Days after her triumphant entry to the country, the former Managing Director of the Liberia Airport Authority (LAA), Ellen Corkurm will now have herself to blame following a controversial travel ban that is expected to restrict her movement while in Liberia.
This was disclosed on Tuesday, February 4, by Liberia's Solicitor General, Cllr. Sayma Syrenius Cephus in a brief chat with journalists at the Temple of Justice that houses the Supreme Court and several other courts.
In response to a question about his communication to the Liberia Anti-Corruption Commission (LACC), where he sought the re-indictment of Corkrum and several other defendants whose charges were initially dropped, Cephus said, "We are going to file a writ of Ne exeat republica to Criminal Court 'A' for 28 individuals."
Ne exeat republica is a writ issued to restrain a person from leaving the jurisdiction of the court pending an action.
Though, there was no document shown journalists to authenticate the truthfulness of Cllr. Cephus' statement, he argued, "it is vital to prevent her from escaping the country."
It can be recalled that Corkrum clandestinely left Liberia with the help of some top security personnel that were serving in the Unity Party-led government, who were also staunch confidants of former President Ellen Johnson Sirleaf.
Corkrum's escape was precipitated by an indictment by the Grand Jury of Montserrado County in 2013 on charges of economic sabotage, criminal facilitation, conspiracy to defraud the government, and making unauthorized transfers of funds from government accounts.
She was indicted, along with Musa Bility, then chairman of the Board of Directors of LAA; the Monrovia Diaspora Consulting, LLC, through Momar Dieng, a U.S. citizen; and the First International Bank; and all authorized representatives of the authority.
The First International Bank was indicted for allegedly conspiring with co-defendants of Corkrum, Melvin Johnson & Associates, to make an unauthorized transfer of funds in the amount of US$56,750 from the account of the Liberia Airport Authority when Corkrum was the Managing Director.
(L-r) Melvin Johnson and Ellen Corkrum claimed that the Government of Liberia is morally decadent; a questionable judicial system; and that the charges are false and politically-motivated
Corkrum was also accused of transferring US$269,000 to a fictitious company, Diaspora Consulting, LLC and its CEO, Momar Dieng, through whom she reportedly attended the Kennedy Business School, Harvard University.

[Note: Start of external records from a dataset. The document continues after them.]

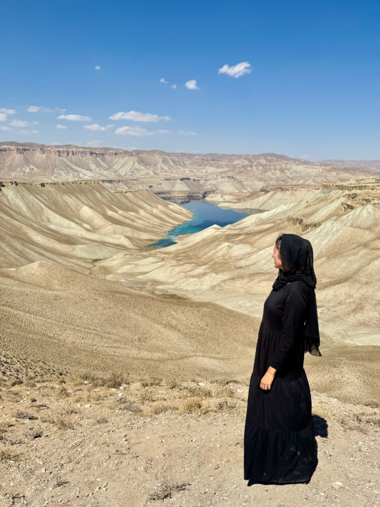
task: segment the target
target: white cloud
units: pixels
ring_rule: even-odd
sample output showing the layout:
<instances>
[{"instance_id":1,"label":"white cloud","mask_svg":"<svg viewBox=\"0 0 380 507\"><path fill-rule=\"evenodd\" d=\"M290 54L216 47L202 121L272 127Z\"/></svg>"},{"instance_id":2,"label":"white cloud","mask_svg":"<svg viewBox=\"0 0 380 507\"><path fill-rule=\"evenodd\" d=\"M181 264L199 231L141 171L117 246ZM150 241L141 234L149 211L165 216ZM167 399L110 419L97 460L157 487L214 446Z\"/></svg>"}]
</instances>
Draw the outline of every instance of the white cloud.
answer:
<instances>
[{"instance_id":1,"label":"white cloud","mask_svg":"<svg viewBox=\"0 0 380 507\"><path fill-rule=\"evenodd\" d=\"M14 109L6 109L5 107L0 107L0 113L5 113L6 115L15 115Z\"/></svg>"},{"instance_id":2,"label":"white cloud","mask_svg":"<svg viewBox=\"0 0 380 507\"><path fill-rule=\"evenodd\" d=\"M27 127L29 123L23 120L12 120L9 124L12 127Z\"/></svg>"},{"instance_id":3,"label":"white cloud","mask_svg":"<svg viewBox=\"0 0 380 507\"><path fill-rule=\"evenodd\" d=\"M57 118L58 120L69 120L72 122L89 122L89 116L81 116L80 115L60 115Z\"/></svg>"},{"instance_id":4,"label":"white cloud","mask_svg":"<svg viewBox=\"0 0 380 507\"><path fill-rule=\"evenodd\" d=\"M243 74L249 74L252 72L252 69L249 68L252 65L248 62L241 62L236 65L230 67L230 65L223 65L218 71L218 74L228 74L232 76L233 78L240 78Z\"/></svg>"},{"instance_id":5,"label":"white cloud","mask_svg":"<svg viewBox=\"0 0 380 507\"><path fill-rule=\"evenodd\" d=\"M111 127L115 127L113 125L106 125L105 127L101 127L98 123L94 123L92 125L85 125L84 128L87 128L88 130L92 130L95 132L97 130L107 130Z\"/></svg>"},{"instance_id":6,"label":"white cloud","mask_svg":"<svg viewBox=\"0 0 380 507\"><path fill-rule=\"evenodd\" d=\"M179 130L178 134L180 134L181 135L197 135L197 132L193 132L192 130L189 130L188 132L186 132L185 130Z\"/></svg>"},{"instance_id":7,"label":"white cloud","mask_svg":"<svg viewBox=\"0 0 380 507\"><path fill-rule=\"evenodd\" d=\"M60 113L64 113L65 109L61 109L60 107L56 107L55 109L50 109L49 107L44 107L42 106L31 105L26 110L28 113L54 113L54 111L59 111Z\"/></svg>"},{"instance_id":8,"label":"white cloud","mask_svg":"<svg viewBox=\"0 0 380 507\"><path fill-rule=\"evenodd\" d=\"M110 120L131 120L133 122L158 122L164 120L168 122L170 119L170 116L158 116L157 115L151 115L148 113L139 113L138 111L130 111L129 113L116 113L109 117Z\"/></svg>"},{"instance_id":9,"label":"white cloud","mask_svg":"<svg viewBox=\"0 0 380 507\"><path fill-rule=\"evenodd\" d=\"M115 134L121 135L135 135L138 137L145 137L153 135L153 132L140 127L119 127L115 130Z\"/></svg>"},{"instance_id":10,"label":"white cloud","mask_svg":"<svg viewBox=\"0 0 380 507\"><path fill-rule=\"evenodd\" d=\"M104 143L101 139L98 139L97 141L89 141L86 144L86 146L93 146L95 148L98 148L101 146L104 146Z\"/></svg>"},{"instance_id":11,"label":"white cloud","mask_svg":"<svg viewBox=\"0 0 380 507\"><path fill-rule=\"evenodd\" d=\"M185 83L185 86L189 90L199 90L199 87L197 86L197 81L195 79L192 79Z\"/></svg>"}]
</instances>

However, the lawyers representing the Government filed a motion for Nolle Prosequoi at Criminal Court 'C' at the Temple of Justice, on December 3, 2019, requesting that all charges against Ms. Ellen Corkrum be dropped. On December 9, the government's request was granted the same day by Judge Nancy F. Sammy.
In 2015, some efforts were made to secure Corkrum's extradition to Liberia. The Solicitor General at the time, Cllr. Betty L. Blamo, traveled to the United States to meet U.S. authorities but did not materialize, making it impossible for Corkrum to be served her indictment or extradition to lead to prosecution.
Cllr. Blamo at the time said, "The US Department of Justice acknowledged receipt of the extradition requests on Ms. Ellen Corkrum and Melvin Johnson."
It can also be recalled that, while in pursuit of their extradition, Corkrum and Johnson "approached" the US Department of State with tapes allegedly implicating the government of Liberia in corruption, the same crime for which they were indicted.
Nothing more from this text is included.